There was a significant difference in the number of units of RBCs transfused in the L-glutamine treatment arm than in the placebo arm; 2.86 units per patient-year in the L-glutamine group vs. 5.38 units per patient-year in the placebo group (Table 1). There was a lower trend in the mean cumulative number of RBC transfusion episodes in the L-glutamine arm than the placebo arm during the 48-week treatment period; 1.702 RBC transfusion episodes per patient-year in the L-glutamine arm compared to 2.659 RBC transfusion episodes per patient-year in the placebo arm (Table 2, Figure 1).

Conclusion

The post-hoc analyses of the L-glutamine phase 3 clinical study in SCD indicated that, of patients requiring RBC transfusions, those assigned to L-glutamine required approximately 43% fewer units of RBCs compared to those assigned to placebo over the 48-Week period. The recurrent event-time analysis showed a favorable trend in the fewer number of RBC transfusion episodes for those receiving L-glutamine as compared to placebo. These observations are significant when considering the fact that 66% of participants in both arms of this study were on hydroxyurea therapy.

REFERENCES

1) Niihara Y, Miller ST, Kanter J, et al. A phase 3 trial of L-glutamine in sickle cell disease. N Eng J Med. 2018;379:226-35.

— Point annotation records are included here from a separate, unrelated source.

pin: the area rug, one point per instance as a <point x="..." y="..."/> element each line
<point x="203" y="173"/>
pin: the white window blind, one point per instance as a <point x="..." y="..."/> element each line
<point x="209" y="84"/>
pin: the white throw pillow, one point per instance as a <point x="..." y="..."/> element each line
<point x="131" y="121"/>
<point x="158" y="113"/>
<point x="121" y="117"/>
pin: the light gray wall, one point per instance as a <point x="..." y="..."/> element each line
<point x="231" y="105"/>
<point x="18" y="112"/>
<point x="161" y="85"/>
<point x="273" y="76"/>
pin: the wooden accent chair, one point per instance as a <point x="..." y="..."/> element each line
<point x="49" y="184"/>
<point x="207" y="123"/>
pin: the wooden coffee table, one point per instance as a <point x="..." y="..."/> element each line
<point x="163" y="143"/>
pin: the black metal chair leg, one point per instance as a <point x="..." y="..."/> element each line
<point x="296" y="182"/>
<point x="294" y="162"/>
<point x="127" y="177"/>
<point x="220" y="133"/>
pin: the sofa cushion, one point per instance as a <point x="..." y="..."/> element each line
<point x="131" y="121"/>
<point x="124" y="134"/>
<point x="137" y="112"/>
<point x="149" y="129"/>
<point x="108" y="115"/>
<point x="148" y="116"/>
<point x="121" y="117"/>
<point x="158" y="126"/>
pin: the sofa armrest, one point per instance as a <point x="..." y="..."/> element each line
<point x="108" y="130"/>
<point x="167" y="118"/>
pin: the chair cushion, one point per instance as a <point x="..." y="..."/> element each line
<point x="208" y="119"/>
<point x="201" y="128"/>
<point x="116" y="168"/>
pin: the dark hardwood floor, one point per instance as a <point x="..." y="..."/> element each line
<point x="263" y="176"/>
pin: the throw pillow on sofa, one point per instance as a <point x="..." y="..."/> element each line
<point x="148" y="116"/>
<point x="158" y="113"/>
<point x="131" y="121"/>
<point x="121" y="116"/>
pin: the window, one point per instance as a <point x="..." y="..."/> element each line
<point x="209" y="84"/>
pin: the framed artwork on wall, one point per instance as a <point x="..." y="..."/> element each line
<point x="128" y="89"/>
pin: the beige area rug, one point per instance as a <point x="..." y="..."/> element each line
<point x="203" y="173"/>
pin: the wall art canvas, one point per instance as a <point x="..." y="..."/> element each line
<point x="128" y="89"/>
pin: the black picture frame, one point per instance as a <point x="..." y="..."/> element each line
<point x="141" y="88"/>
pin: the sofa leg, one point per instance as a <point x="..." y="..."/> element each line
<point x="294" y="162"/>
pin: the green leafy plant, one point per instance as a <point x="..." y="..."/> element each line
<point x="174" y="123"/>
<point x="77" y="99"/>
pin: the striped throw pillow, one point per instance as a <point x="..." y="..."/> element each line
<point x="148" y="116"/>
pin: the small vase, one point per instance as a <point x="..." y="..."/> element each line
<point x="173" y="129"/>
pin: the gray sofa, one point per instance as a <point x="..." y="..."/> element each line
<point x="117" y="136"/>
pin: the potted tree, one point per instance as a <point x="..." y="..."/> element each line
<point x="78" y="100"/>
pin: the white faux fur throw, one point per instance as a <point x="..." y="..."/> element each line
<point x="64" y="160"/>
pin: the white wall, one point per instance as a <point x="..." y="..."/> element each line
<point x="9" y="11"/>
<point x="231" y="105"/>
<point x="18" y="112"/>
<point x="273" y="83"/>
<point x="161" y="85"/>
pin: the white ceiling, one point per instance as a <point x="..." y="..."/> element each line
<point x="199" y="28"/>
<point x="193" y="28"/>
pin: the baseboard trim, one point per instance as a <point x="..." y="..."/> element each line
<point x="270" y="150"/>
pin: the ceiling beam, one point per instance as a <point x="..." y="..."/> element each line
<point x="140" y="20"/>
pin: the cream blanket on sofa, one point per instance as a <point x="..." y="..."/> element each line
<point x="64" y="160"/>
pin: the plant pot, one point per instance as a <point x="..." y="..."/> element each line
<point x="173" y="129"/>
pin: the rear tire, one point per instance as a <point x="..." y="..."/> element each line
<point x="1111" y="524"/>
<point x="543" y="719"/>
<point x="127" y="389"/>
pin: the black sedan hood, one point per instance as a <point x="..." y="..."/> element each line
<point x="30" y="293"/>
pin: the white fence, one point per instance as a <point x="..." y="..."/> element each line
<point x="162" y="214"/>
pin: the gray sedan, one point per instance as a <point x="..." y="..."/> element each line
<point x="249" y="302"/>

2) Lin DY, Wei LJ, Yang I, Ying Z. Semiparametric regression for the mean and rate functions of recurrent events. J Royal Statistical Society Series B. 2000;62(4):711-30.

Disclosures

Becerra:Emmaus Medical, Inc: Current Employment. Stark:Emmaus Medical, Inc: Current Employment. Niihara:Emmaus Lifesciences, Inc.: Current Employment. Callaghan:Agios Pharmaceuticals: Current Employment; BioMarin: Consultancy; Chiesi: Consultancy; Forma: Consultancy; Global Blood Therapeutics: Consultancy, Speakers Bureau; Hema Biologics: Consultancy; Kedrion: Consultancy; Pfizer: Consultancy; Roche/Genentech: Consultancy, Speakers Bureau; Sanofi: Consultancy; Spark: Consultancy; Takeda: Consultancy, Speakers Bureau; uniQure: Consultancy.